沈意欢接住扑过来的两个表妹,笑着揉揉她们的头,“不错,还认得我,我还以为你们玩得都不舍得回家了呢。”
“姐。”听见这话,彭宝珠牢牢抱住沈意欢的腰,眼里含着委屈。
刚想继续往下说,就听到了她奶奶的声音,她赶紧闭上了嘴,眼里闪过厌恶和憎恨。
“哟,我就猜到是我儿媳妇来了。”一个五十多岁的妇人挤开围观的人群,“让让,给我让让,再不让我可不给你们看了啊。”
大人们撇撇嘴,让了开来,但小孩们不懂,还是一脸新奇地围着吉普车,打量这个从未见过的大家伙。
沈意欢顺声望去,就看见其中一个小男孩明明离那妇人有些距离,却被她绕过去狠狠推了一把,“没见识的穷小子,好狗不挡道懂不懂啊!”
眼见着那孩子就要面朝土路摔倒,刘志远赶紧飞奔几步将人抱住。
小孩子被吓得大哭,牢牢抓着刘志远的衣服,“呜呜...”
见状,人群一下就炸了,“黄春花,你也太欺负人了吧。这么小的孩子你竟然用那么大的劲,摔坏了怎么办呀!”
“就是就是,有个当官的亲戚了不起啊。”最前面那人一脸愤怒。
“就是了不起。”老妇叉着腰,转身指着开口那人,“我们老大娶的可是将军的妹妹,将军是啥你知道吗?小心我让他把你抓起来。”
“闭嘴!”听到这儿,沈意欢的眉心皱成了一团。
这是姑父的母亲?这样的人怎么养出彭庆厚那样老实的性子的?
“我,我去说她,欢欢,你别生气。”沈小妹一脸愁苦,要不是想女儿,她根本不愿意回到这里。
沈意欢安抚地拍拍她的手,她的位置刚好被车门挡住了,她绕到车前,看着那个老妇人,“你刚刚在说什么?”
黄春花一回头,就见着了一个格外漂亮的姑娘,通身上下,一看就是用钱养出来的。
她的眼睛滴溜溜转,这样的人能出现在这里,只有一个可能,她是沈家那个赔钱货。
黄春花一改脸上的跋扈,笑得特别和蔼,“哟,是欢欢吧?长这么大了,我听你姑父说你现在在文工团是吧,可真漂亮呀。”

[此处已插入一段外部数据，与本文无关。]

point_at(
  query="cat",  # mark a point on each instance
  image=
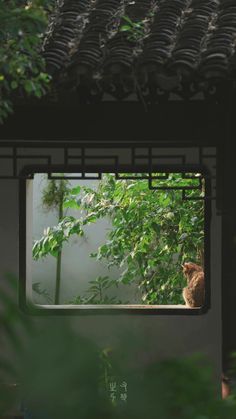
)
(194, 293)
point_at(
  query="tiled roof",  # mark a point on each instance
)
(125, 46)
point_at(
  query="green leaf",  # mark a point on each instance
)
(14, 84)
(125, 28)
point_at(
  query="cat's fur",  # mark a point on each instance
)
(194, 293)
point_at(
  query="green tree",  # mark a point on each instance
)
(22, 67)
(53, 197)
(152, 234)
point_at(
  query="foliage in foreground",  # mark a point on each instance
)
(22, 68)
(152, 234)
(60, 373)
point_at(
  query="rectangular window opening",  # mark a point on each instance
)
(116, 241)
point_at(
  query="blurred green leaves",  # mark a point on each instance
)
(56, 372)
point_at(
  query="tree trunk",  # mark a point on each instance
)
(58, 271)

她一边说一边还在斜着眼睛看村里的人,毕竟现在,无论农村还是城市,文工团演员都有不低的社会地位。
沈意欢的眉蹙得更紧,没有理她,转身看向其他村人,“她经常说这种话吗?”
“是啊。”抱着还在抽泣的小男孩的妇人满脸怒气,“黄春花,你个丧良心的,明明是你家那小子欺负我们大树,你还没完没了是吧?”
她站起身,朝着沈意欢喊,“你就是她嘴里的那个亲戚吧,今天就算你要抓我打我,我也要说,你们全家都不是个好东西!丧良心的!”
刘志远听到这儿,就要上前挡住沈意欢,沈意欢却对着他摇了摇头,“不用,刘哥。”
被妇人指着鼻子骂,沈意欢的脸色也没什么变化,她看向躲在妇人身后的小男孩,语调轻柔,“大树,你是想坐车对吗?”
大树怯怯点头,“我只想看看。”
沈意欢对着他安抚地笑笑,转身看向刘志远,“刘哥,麻烦你看顾着,这些小孩,都让他们上车坐坐。”
刘志远点头,心中惊叹,这么快就能想到取信于人的法子,不愧是沈首长家的姑娘。
听见这话,黄春花挤了上来,“欢欢啊,你可别瞎好心,这些孩子又脏又臭的,别把你车弄脏了。走,我们回家去,把车也开走,别理这些人。”
“你最好离我远点,闭嘴在旁边听着。”沈意欢冷着脸,“不然我也不问了,直接带你去找公安。”
她这个样子是很唬人的,黄春花结结巴巴,“欢欢,你,你说啥啊,你是不是说错了,要抓的是他们啊。”
“刘哥。”沈意欢作势要叫人,黄春花立马缩起了脑袋,“我不说了,不说了。”
沈意欢这才转身,看向一脸警惕的男孩家长,“您不用担心,我确实是宝珠宝华的表姐,但我不会偏帮任何人。”
“实际上,在今天之前,我并不知道有人打着我家的旗号在外行恶。”
她看向人群,“我父母都是打过鬼子的解放军,包括我自己也是文艺兵,我保证,我们不会做、也没做过任何伤害群众的事。”
她顿了顿,扬声,“以前是我不知道,但今天既然我到了,我就会负责到底。”
沈意欢心中后怕,也就是走马庄小,不然要是被父亲的政敌找到这里,她们家就要麻烦了。
“麻烦谁去请一下贵村的领导,也通知一下其他被彭家人打着我父亲旗号欺负过的村民,我父母在边疆回不来,我今天就代表他们,清算一下旧账。”
沈意欢长得漂亮,因为跳芭蕾习惯挺着背、扬着头,又有黄春花多年的宣传在,村里人见到她第一眼是真的以为她就是那种旧时代的“地主小姐”,是来帮着彭家人撑腰的。
此时听她说话有条不紊,姿态亲和,那双温柔的眼睛望过来的时候,只有平等的尊重和真诚。
便又改了想法,觉得沈意欢肯定是被黄春花欺瞒了,她明明就是他们想象中的将军家的女儿的样子。